Giuliana Bruno is full professor in Visual and Environmental Studies at Harvard University since 1990. Born in Naples, she has lived in New York since 1980. She is author of: Streetwalking on a Ruined Map. Cultural Theory and the City Films of Elvira Notari (Rovine con vista. Alla ricerca del cinema perduto di Elvira Notari, 1993/1995), winner of the Society for Cinema and Media Studies book award; Atlas of Emotion: Journey in Art, Architecture and Film (Atlante delle emozioni. In viaggio tra arte, architettura e cinema, 2002/2006), winner of the Kraszna-Kraus award in Culture and History as Best Moving Image Book in the world; Public Intimacy: Architecture and the Visual Arts (Pubbliche intimità. Architettura e arti visive, 2007/2009).
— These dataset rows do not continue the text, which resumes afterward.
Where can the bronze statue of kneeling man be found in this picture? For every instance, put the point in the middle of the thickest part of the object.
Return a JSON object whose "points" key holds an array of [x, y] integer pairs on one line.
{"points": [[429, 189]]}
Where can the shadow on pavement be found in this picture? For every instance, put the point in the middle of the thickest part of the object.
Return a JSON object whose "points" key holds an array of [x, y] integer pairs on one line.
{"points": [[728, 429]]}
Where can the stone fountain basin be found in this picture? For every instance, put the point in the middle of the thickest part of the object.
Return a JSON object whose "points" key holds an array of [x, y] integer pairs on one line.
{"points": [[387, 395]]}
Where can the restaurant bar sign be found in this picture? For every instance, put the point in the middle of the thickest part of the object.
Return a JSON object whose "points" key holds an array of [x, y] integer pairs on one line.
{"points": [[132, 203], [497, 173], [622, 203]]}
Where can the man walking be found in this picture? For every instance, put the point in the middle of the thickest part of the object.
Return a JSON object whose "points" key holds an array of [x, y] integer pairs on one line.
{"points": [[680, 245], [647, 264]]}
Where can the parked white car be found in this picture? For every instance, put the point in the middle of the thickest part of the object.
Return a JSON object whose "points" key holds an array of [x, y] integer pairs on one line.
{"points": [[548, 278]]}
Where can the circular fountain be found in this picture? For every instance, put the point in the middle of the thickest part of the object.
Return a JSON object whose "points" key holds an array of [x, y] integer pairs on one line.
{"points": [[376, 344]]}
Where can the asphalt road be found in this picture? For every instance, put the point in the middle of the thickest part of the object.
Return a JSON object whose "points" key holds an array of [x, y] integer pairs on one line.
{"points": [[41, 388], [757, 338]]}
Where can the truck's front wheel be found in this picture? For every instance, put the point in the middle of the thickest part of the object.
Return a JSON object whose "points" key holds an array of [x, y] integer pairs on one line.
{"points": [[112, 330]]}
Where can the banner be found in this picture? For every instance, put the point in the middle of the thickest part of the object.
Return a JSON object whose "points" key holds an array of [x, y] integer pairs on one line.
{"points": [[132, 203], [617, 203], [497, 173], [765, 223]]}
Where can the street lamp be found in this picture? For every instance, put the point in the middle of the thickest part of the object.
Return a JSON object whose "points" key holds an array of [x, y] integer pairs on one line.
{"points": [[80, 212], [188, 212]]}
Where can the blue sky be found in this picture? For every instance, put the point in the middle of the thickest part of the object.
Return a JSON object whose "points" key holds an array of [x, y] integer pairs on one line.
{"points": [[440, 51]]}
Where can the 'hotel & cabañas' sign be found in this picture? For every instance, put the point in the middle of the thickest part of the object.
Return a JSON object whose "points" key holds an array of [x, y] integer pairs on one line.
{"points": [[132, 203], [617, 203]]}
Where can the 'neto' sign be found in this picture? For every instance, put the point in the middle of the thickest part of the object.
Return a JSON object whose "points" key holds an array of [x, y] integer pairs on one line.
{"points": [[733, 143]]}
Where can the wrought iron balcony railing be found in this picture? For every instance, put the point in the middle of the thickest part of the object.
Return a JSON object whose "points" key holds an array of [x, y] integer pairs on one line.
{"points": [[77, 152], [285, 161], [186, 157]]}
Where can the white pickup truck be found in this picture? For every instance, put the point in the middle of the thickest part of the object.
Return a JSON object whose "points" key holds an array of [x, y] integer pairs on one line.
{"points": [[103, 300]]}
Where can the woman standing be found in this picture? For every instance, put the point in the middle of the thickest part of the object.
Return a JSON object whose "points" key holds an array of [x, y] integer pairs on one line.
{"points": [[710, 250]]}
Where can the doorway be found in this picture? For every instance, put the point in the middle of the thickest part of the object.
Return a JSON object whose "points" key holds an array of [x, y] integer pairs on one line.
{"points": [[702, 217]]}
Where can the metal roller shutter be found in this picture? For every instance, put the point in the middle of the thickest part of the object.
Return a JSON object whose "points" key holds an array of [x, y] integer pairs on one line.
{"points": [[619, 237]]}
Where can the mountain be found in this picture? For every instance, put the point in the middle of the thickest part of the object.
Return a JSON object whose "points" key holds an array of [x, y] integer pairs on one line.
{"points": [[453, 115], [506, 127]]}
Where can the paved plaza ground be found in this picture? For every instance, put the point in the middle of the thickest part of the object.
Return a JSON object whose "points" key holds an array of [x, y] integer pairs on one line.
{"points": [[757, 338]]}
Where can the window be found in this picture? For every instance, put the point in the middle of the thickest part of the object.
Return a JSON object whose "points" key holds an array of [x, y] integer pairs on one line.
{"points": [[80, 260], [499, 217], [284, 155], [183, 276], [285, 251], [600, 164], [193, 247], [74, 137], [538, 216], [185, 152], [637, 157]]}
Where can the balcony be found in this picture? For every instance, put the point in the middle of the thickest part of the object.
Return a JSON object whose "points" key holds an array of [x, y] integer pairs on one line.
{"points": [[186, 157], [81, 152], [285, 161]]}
She is internationally known for her research on the intersections of the visual arts, architecture, film, and media. In her view, the most significant way of analyzing film is not limited to language but refers to the categories of visual arts and architecture, with their emphasis on the space. Her philosophical theory on emotional geography, known all over the world also thanks to her Atlas of Emotion, concerns many artistic practices: from painting to photography, from cartography to design, from fashion to marketing. Her last book, Surface: Matters of Aesthetics, Materiality, and Media (Superfici. A proposito di estetica, materialità e media, 2014/2016), revisits the impact of surface and materiality on contemporary art and visual culture. Bruno holds lectures in museums and universities around the world, and her works have been translated into over ten languages. Recently she was one of the curators of the exhibition “Carta Bianca. Capodimonte Imaginaire” at the Capodimonte Museum in Naples, and in the spring of 2019, she was Louis Kahn Scholar in Residence in History of Art at the American Academy in Rome.